Operations involving predictable anatomy and minimal scarring will be early candidates for AI-directed robotics. But in patients who have undergone prior abdominal surgery, adhesions can distort anatomy in unpredictable ways. Safely navigating these variations will require the judgment and experience of seasoned surgeons, ideally working in high-volume centers of excellence.
Because it takes five to seven years for a resident to finish training in an interventional specialty, academic programs must begin rebalancing their positions now, reducing the number of surgical trainees and expanding primary care residency spots.
B. Payment models must be updated
U.S. healthcare’s fee-for-service reimbursement system rewards higher volume, not superior clinical outcomes.
Hospitals earn more when operations take longer. And when reimbursement is tied to each inpatient day, there is little financial incentive to schedule procedures after hours or on weekends.
A shift toward bundled payments — single rates that cover all costs related to a given surgical episode — would incentivize efficiency, safety and innovation. This financial restructuring aligns with a larger national opportunity: better control of chronic disease like diabetes, heart failure and hypertension. Preventing or better managing these lifelong health problems could avert up to half of all heart attacks, cancers, strokes and kidney failures, according to CDC projections, which would result in an estimated savings of $1.8 trillion.

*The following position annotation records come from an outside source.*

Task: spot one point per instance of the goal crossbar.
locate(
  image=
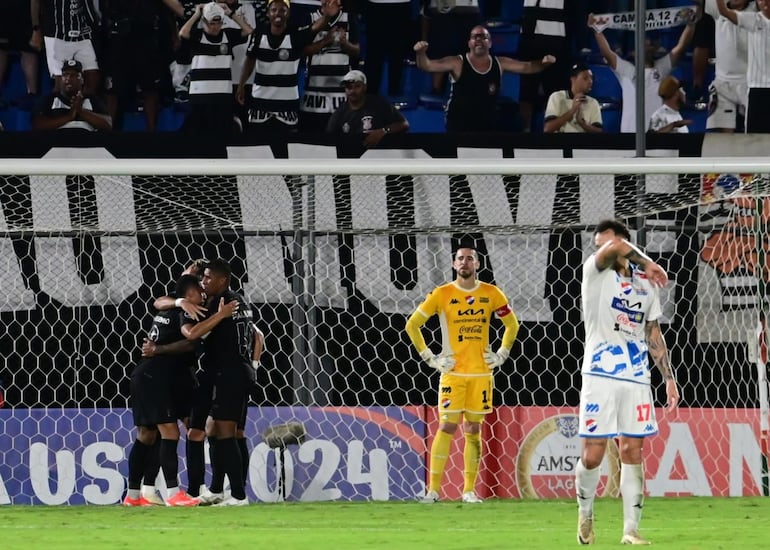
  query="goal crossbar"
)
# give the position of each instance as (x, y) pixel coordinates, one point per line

As fewer patients require major operations, and simpler procedures are performed autonomously, the healthcare system will need fewer procedural specialists. The cost savings from fewer chronic disease complications and a reduced need for interventionalists would fund higher salaries for primary care physicians without decreasing income for the remaining specialists.
C. Medical culture will have to evolve
Clinicians have long resisted technologies that threaten professional autonomy, judgment or income. Autonomous robotic surgery will be no exception. But rising economic pressure from the growing unaffordability of care, combined with the promise of safer and more consistent outcomes, will ultimately drive adoption.
Underserved communities, including low-income rural and urban areas without sufficient specialty expertise, are likely to implement these tools first. Once shown to be safe, others will quickly follow.
Patients will hesitate at first. Technologies that take over tasks once performed exclusively by humans generate concern. When ATMs were first introduced, many Americans worried their deposits might disappear. But as people gained experience and the systems proved reliable, trust grew and the technology became routine.
Generative-AI-enabled surgical robots will follow a similar trajectory. And as physicians and patients recognize the similarities between cognitive and procedural tasks, the perceived divide between specialties will close.